Plasticity: Clays are plastic because water glues and lubricates the particles. The micro-dynamics of this are complex.

Rheology: Suspensions (solids:water systems) exhibit properties (like viscosity, thixotropy) that are a product of the way particles interact with the water, each other and the way electrolytes affect the system.

Solubility: Generally, in traditional ceramics, insoluble materials are employed to make body and glaze slurries. However, in actual practice, many materials are slightly soluble over time and thus introduce electrolytes that affect the pH in a linear or non-linear fashion (and therefore rheological properties) of the system. Solubility is much less of an issue when the water:solids mix is not stored (used immediately).

Particle surface area, surface charge and size: Almost all glazes and bodies contain 'live' particles (like clay) that interact with water. The degree to which they interact and the total surface area that does that interaction profoundly affects the physical properties and the amount of water needed.

Dehydration and Decomposition: Many minerals are hydrates and thus have water bound in the crystal structure itself. This has to be ejected during firing. For product quality and even survival in the firing, it is important to understand how and when they convert from one phase to another (and release water at each). At times multiples conversions occur as a firing proceeds. In addition, bodies and glazes are mixtures of multiple minerals each having its own dehydration profile.

Dewatering: Many raw materials and even bodies are wet processed for purification purposes and must be dewatered to either powder stage or production use stage (an energy intensive process).

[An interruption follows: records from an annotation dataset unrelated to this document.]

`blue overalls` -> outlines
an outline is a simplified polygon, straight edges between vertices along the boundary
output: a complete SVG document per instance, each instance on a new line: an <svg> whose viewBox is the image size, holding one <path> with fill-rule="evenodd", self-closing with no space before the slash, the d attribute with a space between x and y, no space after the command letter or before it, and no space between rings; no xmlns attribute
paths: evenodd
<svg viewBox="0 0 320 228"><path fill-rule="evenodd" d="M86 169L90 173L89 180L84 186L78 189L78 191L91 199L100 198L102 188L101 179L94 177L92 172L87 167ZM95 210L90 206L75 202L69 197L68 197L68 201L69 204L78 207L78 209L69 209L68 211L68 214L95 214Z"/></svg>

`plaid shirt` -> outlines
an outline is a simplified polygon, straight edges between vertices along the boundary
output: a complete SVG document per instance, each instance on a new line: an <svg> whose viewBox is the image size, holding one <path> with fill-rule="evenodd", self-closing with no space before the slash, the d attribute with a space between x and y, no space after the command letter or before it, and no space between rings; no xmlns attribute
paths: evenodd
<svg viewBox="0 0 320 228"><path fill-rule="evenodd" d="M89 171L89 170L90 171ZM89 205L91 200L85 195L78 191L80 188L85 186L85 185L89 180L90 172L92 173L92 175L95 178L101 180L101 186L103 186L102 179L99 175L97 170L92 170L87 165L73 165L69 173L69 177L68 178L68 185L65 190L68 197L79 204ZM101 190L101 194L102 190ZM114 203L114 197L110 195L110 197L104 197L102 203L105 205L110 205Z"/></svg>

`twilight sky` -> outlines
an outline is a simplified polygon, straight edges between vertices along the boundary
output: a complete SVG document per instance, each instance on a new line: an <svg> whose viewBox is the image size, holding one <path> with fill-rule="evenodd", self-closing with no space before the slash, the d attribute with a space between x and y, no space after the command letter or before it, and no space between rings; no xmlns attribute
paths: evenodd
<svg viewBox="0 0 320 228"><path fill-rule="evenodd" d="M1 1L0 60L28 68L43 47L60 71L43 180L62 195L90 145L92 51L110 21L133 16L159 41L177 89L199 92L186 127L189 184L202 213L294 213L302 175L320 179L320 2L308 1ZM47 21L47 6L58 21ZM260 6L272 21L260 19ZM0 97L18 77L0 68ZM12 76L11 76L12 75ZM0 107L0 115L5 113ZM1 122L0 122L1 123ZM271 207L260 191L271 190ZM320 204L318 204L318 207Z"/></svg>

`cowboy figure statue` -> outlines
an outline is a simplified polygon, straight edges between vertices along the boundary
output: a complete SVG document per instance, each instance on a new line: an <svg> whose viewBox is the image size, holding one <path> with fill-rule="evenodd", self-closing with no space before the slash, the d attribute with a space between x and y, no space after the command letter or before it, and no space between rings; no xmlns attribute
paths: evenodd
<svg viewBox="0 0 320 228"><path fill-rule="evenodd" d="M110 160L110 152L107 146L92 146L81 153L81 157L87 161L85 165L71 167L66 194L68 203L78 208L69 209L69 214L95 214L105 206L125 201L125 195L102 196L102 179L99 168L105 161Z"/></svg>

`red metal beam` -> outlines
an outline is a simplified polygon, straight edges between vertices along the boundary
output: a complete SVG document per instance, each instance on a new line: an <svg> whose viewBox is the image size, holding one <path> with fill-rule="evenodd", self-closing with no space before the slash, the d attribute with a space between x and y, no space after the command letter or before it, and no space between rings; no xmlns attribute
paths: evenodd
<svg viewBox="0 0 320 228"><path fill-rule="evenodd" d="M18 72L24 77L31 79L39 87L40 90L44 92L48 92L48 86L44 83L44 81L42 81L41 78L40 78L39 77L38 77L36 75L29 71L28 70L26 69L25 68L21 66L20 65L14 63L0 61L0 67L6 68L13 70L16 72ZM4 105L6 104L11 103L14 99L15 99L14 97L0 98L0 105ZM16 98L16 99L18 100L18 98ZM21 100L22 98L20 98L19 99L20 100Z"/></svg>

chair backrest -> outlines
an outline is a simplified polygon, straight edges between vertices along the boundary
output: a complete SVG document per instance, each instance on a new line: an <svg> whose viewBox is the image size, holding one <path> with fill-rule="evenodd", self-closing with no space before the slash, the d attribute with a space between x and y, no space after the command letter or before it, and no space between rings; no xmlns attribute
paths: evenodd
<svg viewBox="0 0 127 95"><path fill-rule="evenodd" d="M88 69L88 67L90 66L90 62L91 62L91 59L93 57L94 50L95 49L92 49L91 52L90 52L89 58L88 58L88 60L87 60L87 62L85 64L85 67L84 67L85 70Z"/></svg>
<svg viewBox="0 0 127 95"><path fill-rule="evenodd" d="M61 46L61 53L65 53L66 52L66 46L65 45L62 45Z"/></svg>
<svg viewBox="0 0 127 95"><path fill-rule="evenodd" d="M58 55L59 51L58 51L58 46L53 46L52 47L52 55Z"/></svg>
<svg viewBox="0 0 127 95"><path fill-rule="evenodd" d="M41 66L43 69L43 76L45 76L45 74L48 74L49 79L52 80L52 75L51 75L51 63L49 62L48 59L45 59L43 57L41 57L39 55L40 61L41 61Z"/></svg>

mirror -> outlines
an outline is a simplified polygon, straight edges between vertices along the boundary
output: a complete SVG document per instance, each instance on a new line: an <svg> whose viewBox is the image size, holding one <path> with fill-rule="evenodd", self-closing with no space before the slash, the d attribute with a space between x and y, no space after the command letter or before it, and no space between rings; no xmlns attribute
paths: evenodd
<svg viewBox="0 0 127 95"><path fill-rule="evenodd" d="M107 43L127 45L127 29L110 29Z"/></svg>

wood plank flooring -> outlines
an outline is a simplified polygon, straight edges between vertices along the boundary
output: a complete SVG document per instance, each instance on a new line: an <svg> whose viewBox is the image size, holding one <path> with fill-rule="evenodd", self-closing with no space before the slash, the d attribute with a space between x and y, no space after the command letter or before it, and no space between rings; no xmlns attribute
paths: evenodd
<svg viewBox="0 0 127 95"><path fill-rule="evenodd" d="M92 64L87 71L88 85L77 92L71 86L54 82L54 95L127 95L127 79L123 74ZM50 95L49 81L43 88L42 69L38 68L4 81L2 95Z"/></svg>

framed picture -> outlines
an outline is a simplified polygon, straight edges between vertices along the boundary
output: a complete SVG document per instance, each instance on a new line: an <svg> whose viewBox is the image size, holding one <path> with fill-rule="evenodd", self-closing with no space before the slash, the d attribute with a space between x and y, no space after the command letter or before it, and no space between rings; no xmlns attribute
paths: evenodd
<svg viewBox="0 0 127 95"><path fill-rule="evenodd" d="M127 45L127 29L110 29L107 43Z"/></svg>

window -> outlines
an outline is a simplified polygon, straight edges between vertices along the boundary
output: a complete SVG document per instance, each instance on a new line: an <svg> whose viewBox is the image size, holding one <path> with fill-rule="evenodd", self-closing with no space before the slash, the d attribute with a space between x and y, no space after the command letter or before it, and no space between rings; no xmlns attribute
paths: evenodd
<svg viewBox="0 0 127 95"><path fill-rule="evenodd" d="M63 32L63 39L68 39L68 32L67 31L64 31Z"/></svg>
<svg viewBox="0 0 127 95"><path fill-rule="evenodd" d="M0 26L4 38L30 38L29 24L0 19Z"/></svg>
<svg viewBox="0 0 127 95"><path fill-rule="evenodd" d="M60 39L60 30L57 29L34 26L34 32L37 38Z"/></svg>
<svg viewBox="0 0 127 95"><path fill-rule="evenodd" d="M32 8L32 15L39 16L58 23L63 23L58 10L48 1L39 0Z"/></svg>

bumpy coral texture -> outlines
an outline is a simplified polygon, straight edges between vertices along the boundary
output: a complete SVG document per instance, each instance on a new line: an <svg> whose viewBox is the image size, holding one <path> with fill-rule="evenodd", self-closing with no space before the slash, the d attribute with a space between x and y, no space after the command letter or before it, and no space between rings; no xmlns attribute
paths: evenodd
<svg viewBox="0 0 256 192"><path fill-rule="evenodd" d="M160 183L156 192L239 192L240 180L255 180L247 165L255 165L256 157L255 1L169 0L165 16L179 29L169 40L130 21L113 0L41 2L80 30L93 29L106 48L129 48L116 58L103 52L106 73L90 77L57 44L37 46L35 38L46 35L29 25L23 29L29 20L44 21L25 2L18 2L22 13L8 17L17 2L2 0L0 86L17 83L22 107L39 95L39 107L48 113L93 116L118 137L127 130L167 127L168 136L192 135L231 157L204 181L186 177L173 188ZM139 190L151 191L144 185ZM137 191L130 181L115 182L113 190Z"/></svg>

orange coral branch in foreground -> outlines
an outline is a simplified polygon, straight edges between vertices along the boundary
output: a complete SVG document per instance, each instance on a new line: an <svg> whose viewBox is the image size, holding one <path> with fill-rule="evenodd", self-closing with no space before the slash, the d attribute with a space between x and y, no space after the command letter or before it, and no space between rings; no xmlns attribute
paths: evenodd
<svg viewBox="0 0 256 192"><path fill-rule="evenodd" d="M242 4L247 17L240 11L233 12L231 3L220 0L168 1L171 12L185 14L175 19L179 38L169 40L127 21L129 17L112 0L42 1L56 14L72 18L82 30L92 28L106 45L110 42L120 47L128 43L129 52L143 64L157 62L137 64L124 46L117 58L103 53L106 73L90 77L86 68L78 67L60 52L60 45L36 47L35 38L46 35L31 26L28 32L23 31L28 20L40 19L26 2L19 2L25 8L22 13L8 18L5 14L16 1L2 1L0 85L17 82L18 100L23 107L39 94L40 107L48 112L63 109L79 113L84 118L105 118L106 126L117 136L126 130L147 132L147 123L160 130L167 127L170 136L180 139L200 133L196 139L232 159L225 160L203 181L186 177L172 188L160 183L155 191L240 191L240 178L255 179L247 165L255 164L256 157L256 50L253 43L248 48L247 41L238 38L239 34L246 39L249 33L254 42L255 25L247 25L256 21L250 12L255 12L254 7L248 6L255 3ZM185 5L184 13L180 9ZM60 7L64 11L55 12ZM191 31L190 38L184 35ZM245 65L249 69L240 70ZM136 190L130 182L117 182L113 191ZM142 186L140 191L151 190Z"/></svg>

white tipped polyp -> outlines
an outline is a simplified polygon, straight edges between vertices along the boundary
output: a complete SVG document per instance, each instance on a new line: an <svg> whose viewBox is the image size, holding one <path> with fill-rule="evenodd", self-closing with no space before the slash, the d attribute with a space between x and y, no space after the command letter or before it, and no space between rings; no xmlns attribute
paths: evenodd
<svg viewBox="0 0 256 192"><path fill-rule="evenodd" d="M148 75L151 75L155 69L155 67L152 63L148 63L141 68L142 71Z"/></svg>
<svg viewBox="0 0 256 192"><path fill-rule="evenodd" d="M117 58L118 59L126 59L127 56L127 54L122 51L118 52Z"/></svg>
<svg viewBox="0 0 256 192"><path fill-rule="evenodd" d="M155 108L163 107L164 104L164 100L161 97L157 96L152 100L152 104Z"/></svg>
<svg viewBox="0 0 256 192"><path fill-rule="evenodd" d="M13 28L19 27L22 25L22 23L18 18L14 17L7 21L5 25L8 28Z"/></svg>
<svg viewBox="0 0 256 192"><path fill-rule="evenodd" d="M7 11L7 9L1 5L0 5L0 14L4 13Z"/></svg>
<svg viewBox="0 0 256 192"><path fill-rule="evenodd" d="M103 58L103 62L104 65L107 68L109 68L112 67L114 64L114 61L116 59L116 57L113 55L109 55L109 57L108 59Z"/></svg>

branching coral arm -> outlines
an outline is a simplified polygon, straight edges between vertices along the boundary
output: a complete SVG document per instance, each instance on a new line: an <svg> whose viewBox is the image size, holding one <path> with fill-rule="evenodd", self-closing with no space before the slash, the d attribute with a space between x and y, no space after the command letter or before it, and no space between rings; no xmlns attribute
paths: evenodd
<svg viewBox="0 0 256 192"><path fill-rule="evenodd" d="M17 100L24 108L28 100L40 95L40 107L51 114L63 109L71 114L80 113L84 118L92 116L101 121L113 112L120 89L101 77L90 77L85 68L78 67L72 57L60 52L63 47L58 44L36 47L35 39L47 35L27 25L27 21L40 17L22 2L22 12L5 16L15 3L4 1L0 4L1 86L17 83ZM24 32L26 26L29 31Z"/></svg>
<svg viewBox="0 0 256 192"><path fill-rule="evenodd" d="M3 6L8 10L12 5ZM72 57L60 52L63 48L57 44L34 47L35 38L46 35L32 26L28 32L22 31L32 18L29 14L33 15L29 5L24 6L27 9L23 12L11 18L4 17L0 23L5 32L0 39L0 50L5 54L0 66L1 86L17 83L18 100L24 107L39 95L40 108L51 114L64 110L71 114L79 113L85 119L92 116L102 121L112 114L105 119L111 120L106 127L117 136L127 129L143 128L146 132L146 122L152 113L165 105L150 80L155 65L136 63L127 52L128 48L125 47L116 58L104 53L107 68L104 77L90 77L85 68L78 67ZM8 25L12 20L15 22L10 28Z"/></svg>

Drying: Water must be removed from bodies in such a way that articles do not crack during drying or explode during firing (due to steam pressure). Even when a piece appears dry it still likely contains 5% or more mechanical water that only drying above its boiling point will remove. The smaller the finest particle sizes the longer it will take to dry and the greater the drying shrinkage will be (some clays may literally need ten times longer to dry than others). Glazes and engobes likewise need to be dried in such a way that they do not crack and they maintain their bond with the body.

Focus on the actual formulations that utilize water is also helpful:

Plastic bodies: Water is the vehicle that makes the clay plastic and the primary focus is having the amount of water needed to get the desired stiffness (typically 17-23%) and seeing that it is incorporated in such a way that all particle surfaces are whetted. Electrolytes enhance or degrade that plasticity immediately and over time (if they they dissolve in the water). In industry, water is typically filtered and processed before being put into bodies to minimize the unknown (and therefore unwanted) electrolytes. Water can also dissolve salts in the body and cause efflorescence during drying.

Glazes: The rheological properties of glaze slurries are a product of the amount of water (typically 40-55%) and the way that water interacts with the inert material particles (like feldspars and quartz), the charged particles (like clays) and the conditioners (like gums, deflocculants, electrolytes). Highly fritted glazes need less water, those with alot of clay (especially fine-particles clay) need more. Water quality is more critical than with bodies because electrolytes have a greater affect on the working presence. In addition, the viscosity and thixotropy of glazes is even more likely to change over time when glazes are stored.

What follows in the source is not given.